Question

(a) Common transparent tape becomes charged when pulled from a dispenser. If one piece is placed above another, the repulsive force can be great enough to support the top piece’s weight. Assuming equal point charges (only an approximation), calculate the magnitude of the charge if electrostatic force is great enough to support the weight of a\[{\bf{10}}.{\bf{0}}{\rm{ mg}}\]piece of tape held\[{\bf{1}}.0{\bf{0}}{\rm{ cm}}\]above another. (b) Discuss whether the magnitude of this charge is consistent with what is typical of static electricity.

Short answer

(a) The magnitude of the charges will be \[1.04{\rm{ }}nC\].

(b) The magnitude of the charge will be consistent with the static electricity as long as the tap is pulled from the dispenser.

Step-by-step solution

Electrostatic levitation

The process of using an electric field to levitate (float) a charged object by providing an upwards repulsive force that counteracts the pull of gravity is known as electrostatic force of repulsion.

Magnitude of Charge

(a)

The electrostatic force between two similar point charges q , separated by some distance r is,

\(F = \frac{{K{q^2}}}{{{r^2}}}\)

Here, K is the electrostatic force constant \(\left( {K = 9 \times {{10}^9}{\rm{ N}} \cdot {{\rm{m}}^{\rm{2}}}{\rm{/}}{{\rm{C}}^{\rm{2}}}} \right)\), q is the charges on the tapes, and r is the separation between tapes \(\left( {r = 1.00{\rm{ cm}}} \right)\).

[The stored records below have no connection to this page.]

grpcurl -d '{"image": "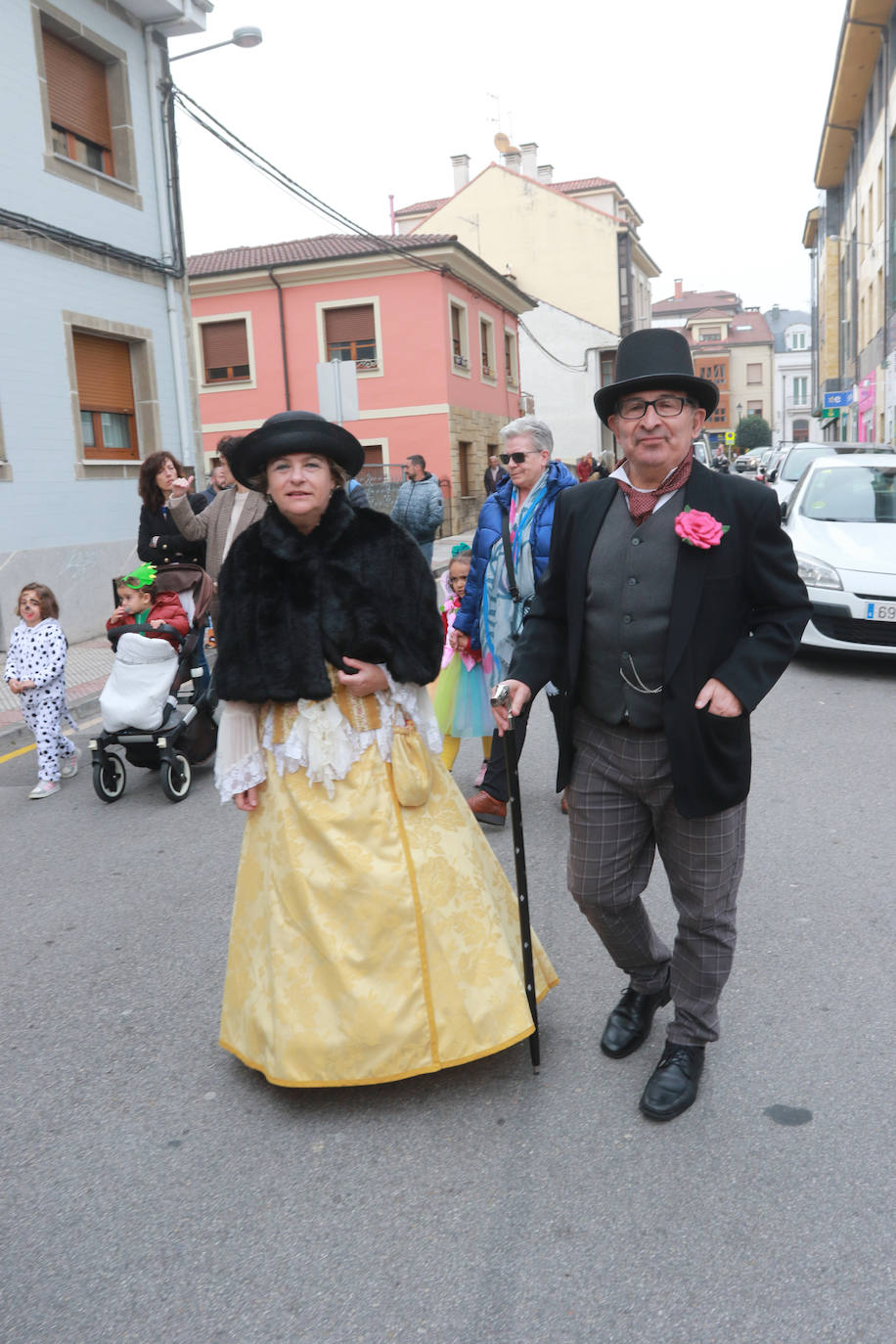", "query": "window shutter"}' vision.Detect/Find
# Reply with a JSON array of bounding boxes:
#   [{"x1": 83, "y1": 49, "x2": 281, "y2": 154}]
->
[
  {"x1": 43, "y1": 29, "x2": 112, "y2": 151},
  {"x1": 325, "y1": 304, "x2": 377, "y2": 345},
  {"x1": 72, "y1": 332, "x2": 134, "y2": 416},
  {"x1": 202, "y1": 317, "x2": 248, "y2": 370}
]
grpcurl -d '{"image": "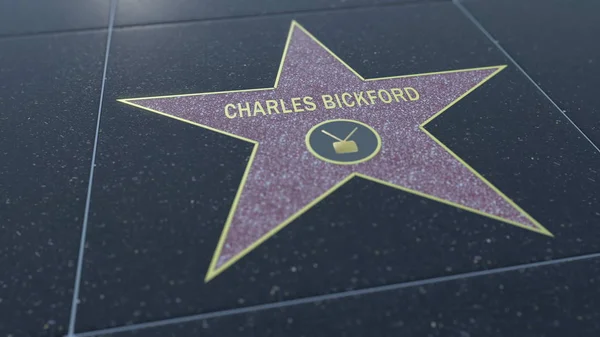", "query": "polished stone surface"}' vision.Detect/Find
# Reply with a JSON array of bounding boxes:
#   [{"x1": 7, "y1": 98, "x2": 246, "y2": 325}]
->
[{"x1": 0, "y1": 0, "x2": 600, "y2": 337}]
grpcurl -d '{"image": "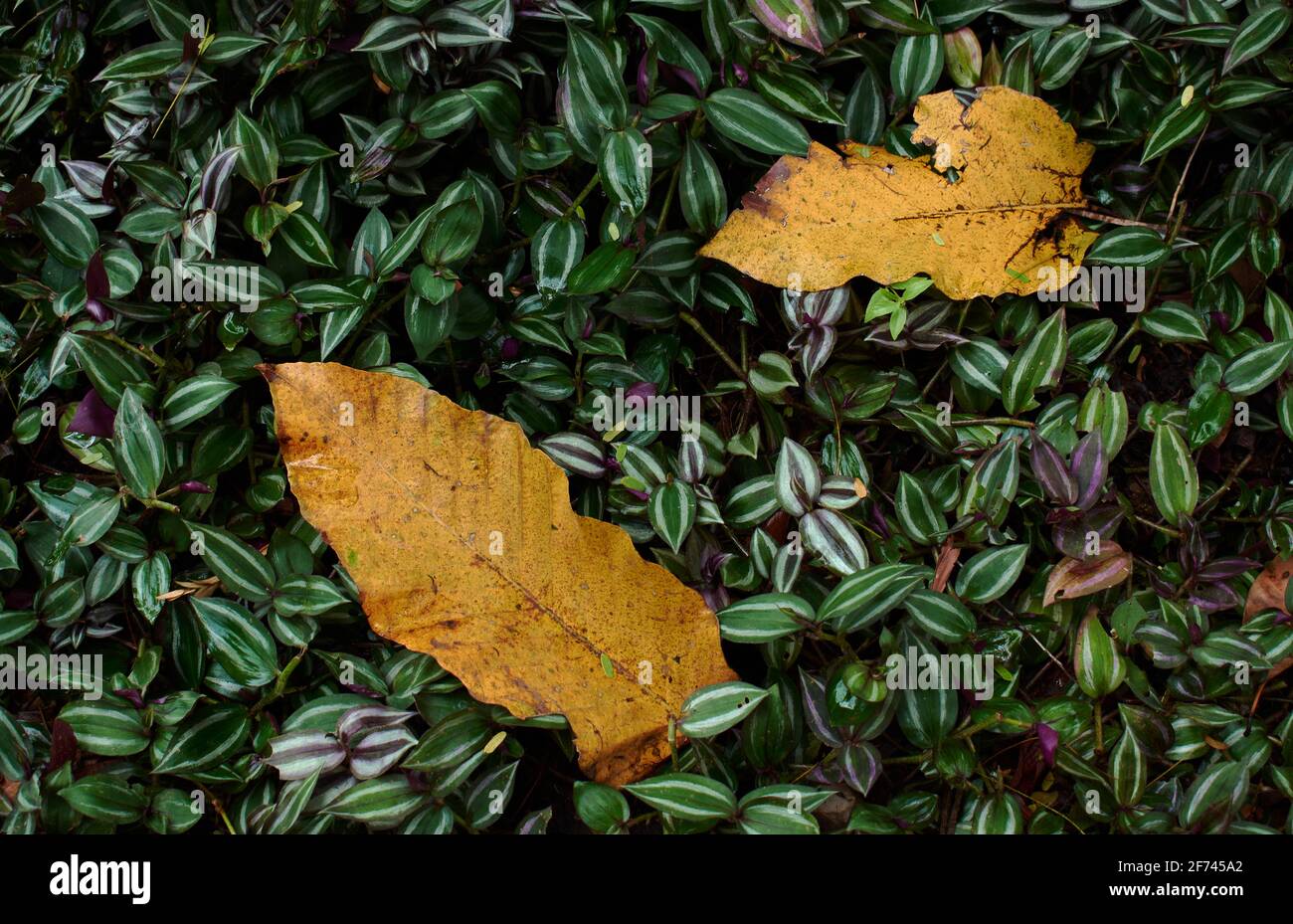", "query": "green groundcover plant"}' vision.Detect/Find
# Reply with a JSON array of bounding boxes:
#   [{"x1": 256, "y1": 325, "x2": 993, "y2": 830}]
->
[{"x1": 0, "y1": 0, "x2": 1293, "y2": 833}]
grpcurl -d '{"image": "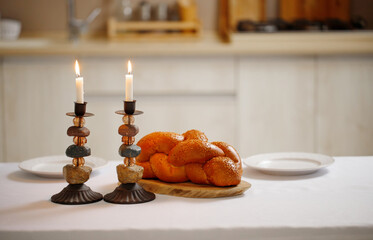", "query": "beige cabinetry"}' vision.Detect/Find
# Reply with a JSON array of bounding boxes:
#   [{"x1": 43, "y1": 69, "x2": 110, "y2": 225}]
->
[
  {"x1": 0, "y1": 56, "x2": 373, "y2": 161},
  {"x1": 238, "y1": 57, "x2": 315, "y2": 156},
  {"x1": 1, "y1": 57, "x2": 237, "y2": 161},
  {"x1": 315, "y1": 57, "x2": 373, "y2": 156}
]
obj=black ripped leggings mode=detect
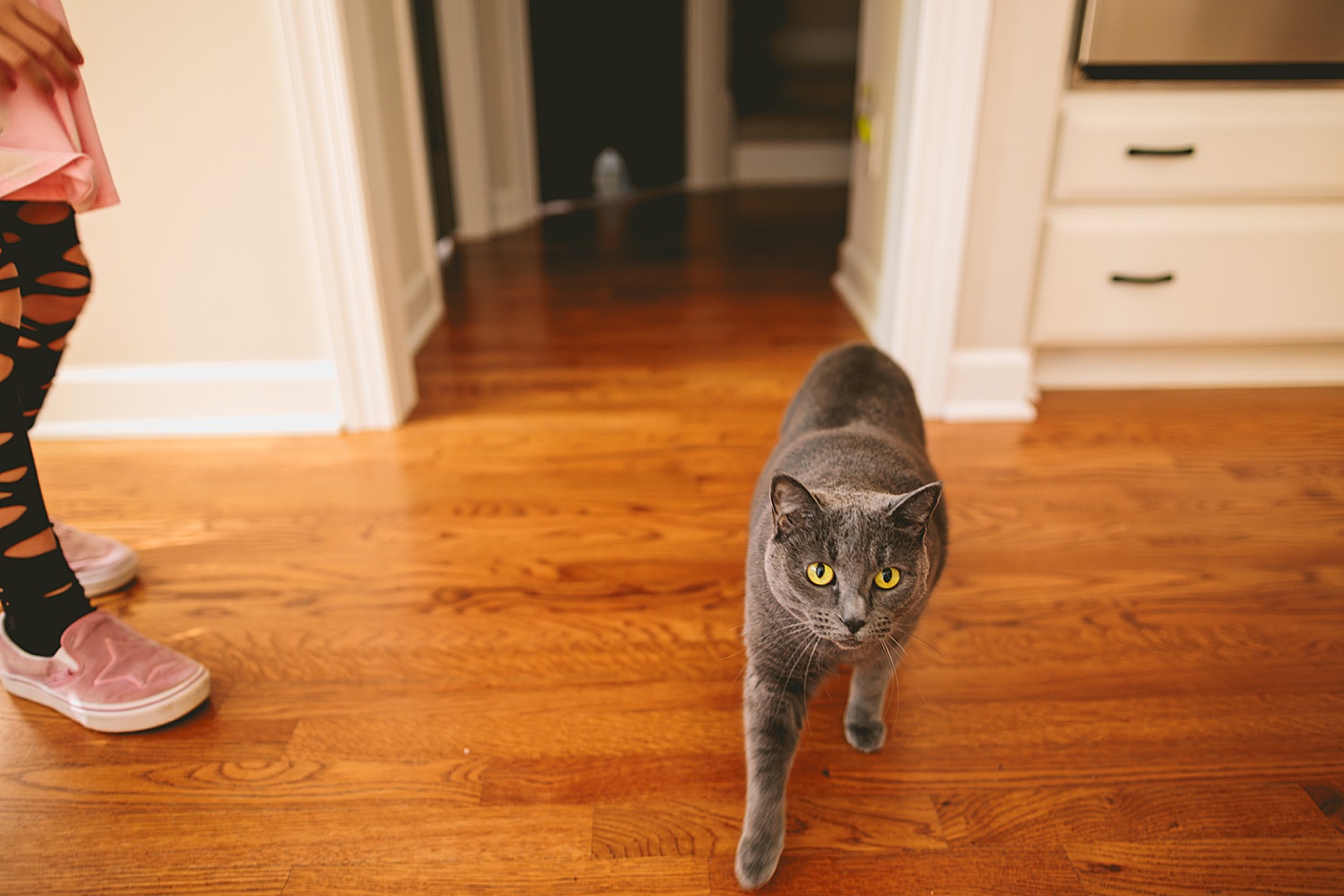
[0,200,91,655]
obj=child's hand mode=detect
[0,0,83,92]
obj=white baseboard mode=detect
[1035,343,1344,389]
[33,360,344,440]
[733,140,851,187]
[942,348,1036,423]
[831,239,877,340]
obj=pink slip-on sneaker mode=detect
[0,609,210,732]
[51,520,140,597]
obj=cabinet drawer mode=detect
[1054,90,1344,199]
[1033,203,1344,345]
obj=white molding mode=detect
[33,360,343,440]
[831,239,877,340]
[875,0,992,418]
[733,140,852,187]
[685,0,736,189]
[942,348,1036,422]
[1035,343,1344,389]
[271,0,402,430]
[406,272,443,355]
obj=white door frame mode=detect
[278,0,415,430]
[434,0,539,241]
[870,0,993,418]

The force of gravity or weight of the tape is,

\(F = mg\)

Here, m is the mass of the tape \(\left( {m = 10{\rm{ }}mg} \right)\), and g is the acceleration due to gravity \(\left( {g = 9.8{\rm{ m/}}{{\rm{s}}^{\rm{2}}}} \right)\).

Since, the electrostatic force supports the weight of the tape. Therefore,

\(mg = \frac{{K{q^2}}}{{{r^2}}}\)

The expression for the charge is,

\(q = \sqrt {\frac{{mg{r^2}}}{K}} \)

Substituting all known values,

\[\begin{aligned} {\rm{q}} &= \sqrt {\frac{{\left( {10{\rm{ }}mg} \right) \times \left( {9.8{\rm{ }}m/{s^2}} \right) \times {{\left( {1.00{\rm{ }}cm} \right)}^2}}}{{\left( {9 \times {{10}^9}{\rm{ }}N \times {m^2}/{C^2}} \right)}}} \\ &= \sqrt {\frac{{\left( {10{\rm{ }}mg} \right) \times \left( {\frac{{{{10}^{ - 6}}{\rm{ }}kg}}{{1{\rm{ }}mg}}} \right) \times \left( {9.8{\rm{ }}m/{s^2}} \right) \times {{\left[ {\left( {1.00{\rm{ }}cm} \right) \times \left( {\frac{{{{10}^{ - 2}}{\rm{ }}m}}{{1{\rm{ }}cm}}} \right)} \right]}^2}}}{{\left( {9 \times {{10}^9}{\rm{ }}N \times {m^2}/{C^2}} \right)}}} \\ &= 1.04 \times {10^{ - 9}}{\rm{ }}C \times \left( {\frac{{1{\rm{ }}nC}}{{{{10}^{ - 9}}{\rm{ }}C}}} \right)\\ &= 1.04{\rm{ }}nC\end{aligned}\]

Hence, the magnitude of the charges will be \[1.04{\rm{ }}nC\].

Charge will be consistent

(b)

Since, the tap becomes charged when pulled from dispenser which generates static electricity which produces electrostatic force that supports the weight of piece of tape.

Hence, the magnitude of the charge will be consistent with the static electricity as long as the tap is pulled from the dispenser.